DataTongs Walkthrough — PostgreSQL
Extract reference data from a live PostgreSQL database, wire it into an existing schema package, and close the SchemaSmith loop — the last leg of the three-tool workflow in 10 minutes.
DataTongs extracts your data, writes it alongside the table JSON, and SchemaQuench delivers it in foreign-key order.
Prerequisites
DataTongs is the third tool in the SchemaSmith cycle — it comes after you've cast a schema with SchemaTongs and deployed it with SchemaQuench. This walkthrough assumes both have been run.
The SchemaTongs walkthrough has been completed
You need the ./my-northwind/ schema package produced by the SchemaTongs walkthrough — that package contains the structure of Northwind's tables, including the three tables this walkthrough wires reference data into.

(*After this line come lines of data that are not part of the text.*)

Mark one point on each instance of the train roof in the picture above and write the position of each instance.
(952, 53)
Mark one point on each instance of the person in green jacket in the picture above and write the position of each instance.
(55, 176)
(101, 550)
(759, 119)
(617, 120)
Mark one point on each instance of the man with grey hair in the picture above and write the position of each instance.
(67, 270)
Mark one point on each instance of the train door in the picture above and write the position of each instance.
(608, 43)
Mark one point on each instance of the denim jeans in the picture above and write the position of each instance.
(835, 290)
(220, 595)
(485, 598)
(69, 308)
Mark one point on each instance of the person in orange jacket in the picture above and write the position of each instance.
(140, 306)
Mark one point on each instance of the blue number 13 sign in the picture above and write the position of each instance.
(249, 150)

If you haven't run the SchemaTongs walkthrough, start there first.
The SchemaQuench walkthrough has been completed
The PostgreSQL demo from the SchemaQuench walkthrough leaves a Docker PostgreSQL instance running on localhost:5432 with a fully populated northwind database. DataTongs reads reference data out of that live database — if the demo isn't running, restart it from Demos/PostgreSQL/ before continuing.
SchemaSmith tools on your PATH
Same install as the first two walkthroughs. If you haven't added DataTongs to your PATH, do it now: it ships in the same GitHub release as SchemaTongs and SchemaQuench.

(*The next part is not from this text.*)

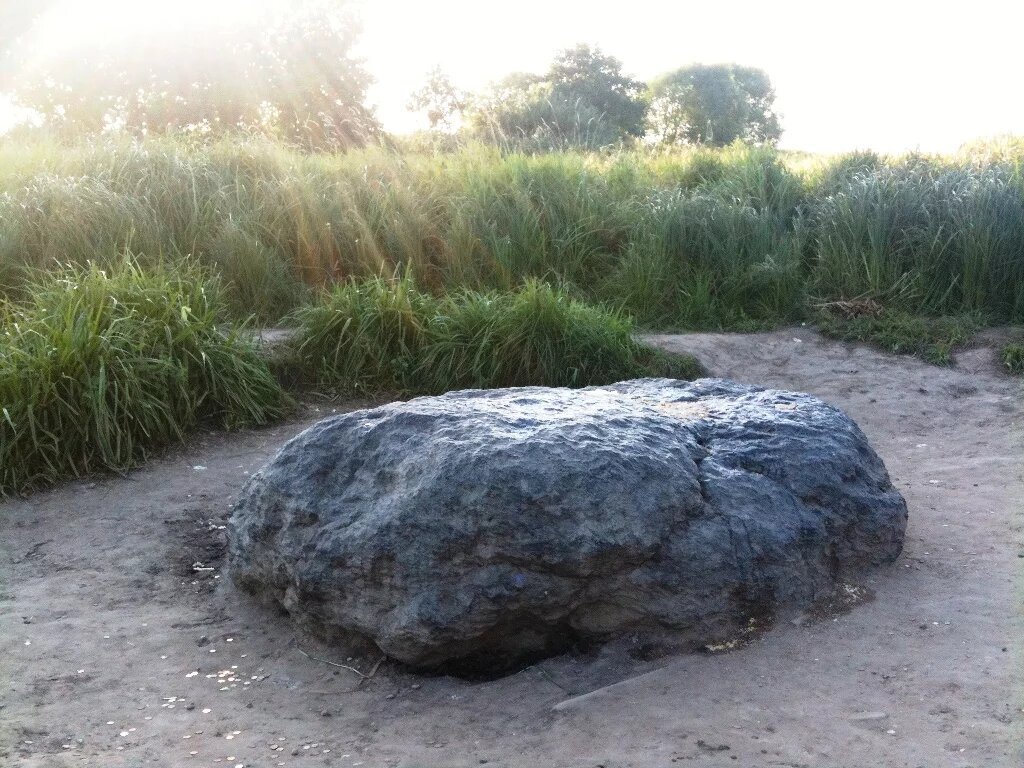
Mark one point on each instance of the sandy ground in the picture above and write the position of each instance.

Step 1: Configure DataTongs
Pick three small reference tables to practice on. public.categories, public.region, and public.territories are ideal — Categories and Region are stand-alone lookups, and Territories has a foreign key to Region. Wiring all three in the same run means you can watch the declarative delivery resolve the FK graph on the next quench.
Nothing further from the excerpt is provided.